Inspired by the Trust Insights TRIPS framework (Christopher S. Penn & Katie Robbert), which pioneered task-level AI prioritisation scoring. IMPACT × FAVES extends this foundation by identifying that most TRIPS dimensions measure economic opportunity rather than technical feasibility, and introducing a dedicated feasibility axis (FAVES) with factors absent from prior frameworks: output verifiability, systems-of-record entanglement, consequence asymmetry, and step decomposability.
| Dimension | What It Measures | High Score Means |
|---|---|---|
| Investment of time | Hours consumed per task occurrence | Large time savings opportunity |
| Multiplicity | Frequency × headcount | Compounding cumulative savings |
| Pain | Tedium, error-proneness | Faster voluntary adoption |
| Accrued economic value | Revenue or cost impact | Stronger ROI case |
| Cost of current execution | Fully loaded cost | Clearer payback |
| Trend | Growing, stable, or shrinking volume | Compounding future savings |
| Dimension | What It Measures | High Score Means |
|---|---|---|
| Fidelity of verification | Can a non-expert confirm output correctness? | Hallucinations detectable — safer to automate |
| Autonomy of context | Does all required context exist in accessible digital data? | AI has everything it needs |
| Volatility of consequence | How bad is a wrong answer? (inverse) | Room for AI error without damage |
| Entanglement with systems | System-of-record dependencies (inverse) | Standalone — no integration barrier |
| Step decomposability | Can the task be broken into verifiable steps? | Errors caught before cascading |
Role resolution: O*NET-SOC taxonomy (923 data-level occupations). Task inference: Company website, LinkedIn executive profiles, sector knowledge (Australian power/comms infrastructure), O*NET task lists for matched SOC codes. AI benchmark calibration: Anthropic Economic Index (January 2026), METR evaluations, frontier model benchmarks as of March 2026. Australian adjustments: Award wage complexity (IMPACT uplift), professional licensing regimes (FAVES V-score depression), geographic adoption lag (~6-12 months behind US market).

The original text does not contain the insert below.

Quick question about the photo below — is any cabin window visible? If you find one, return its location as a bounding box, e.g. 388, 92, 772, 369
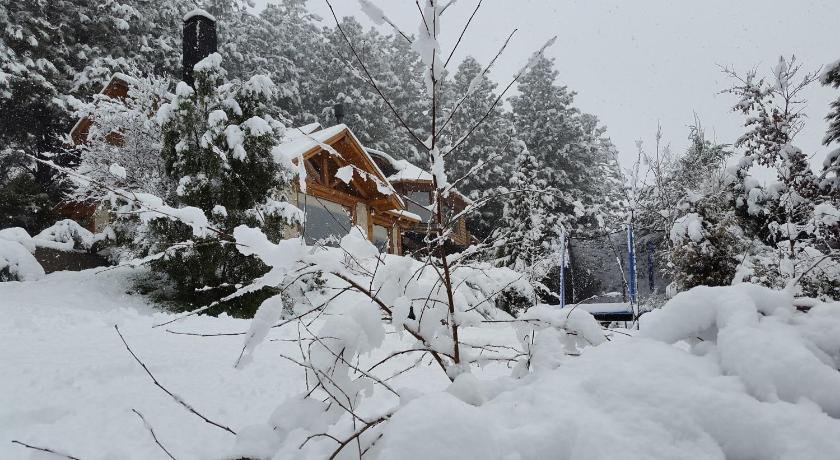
373, 225, 391, 252
298, 193, 353, 247
406, 191, 432, 222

This analysis covers executive-level roles only. The majority of GenusPlus's 1,178 employees are field operatives, linespeople, electricians, and project engineers whose AI exposure profile is fundamentally different (much higher Atoms constraint). Task lists are inferred from public information and may not reflect the actual day-to-day priorities of each executive. FAVES scores represent a point-in-time assessment — AI capabilities are improving rapidly and scores should be recalibrated at least annually. The analysis uses the IMPACT × FAVES dual-axis framework which, by design, separates business case from feasibility — comparisons with single-composite frameworks will yield different rankings.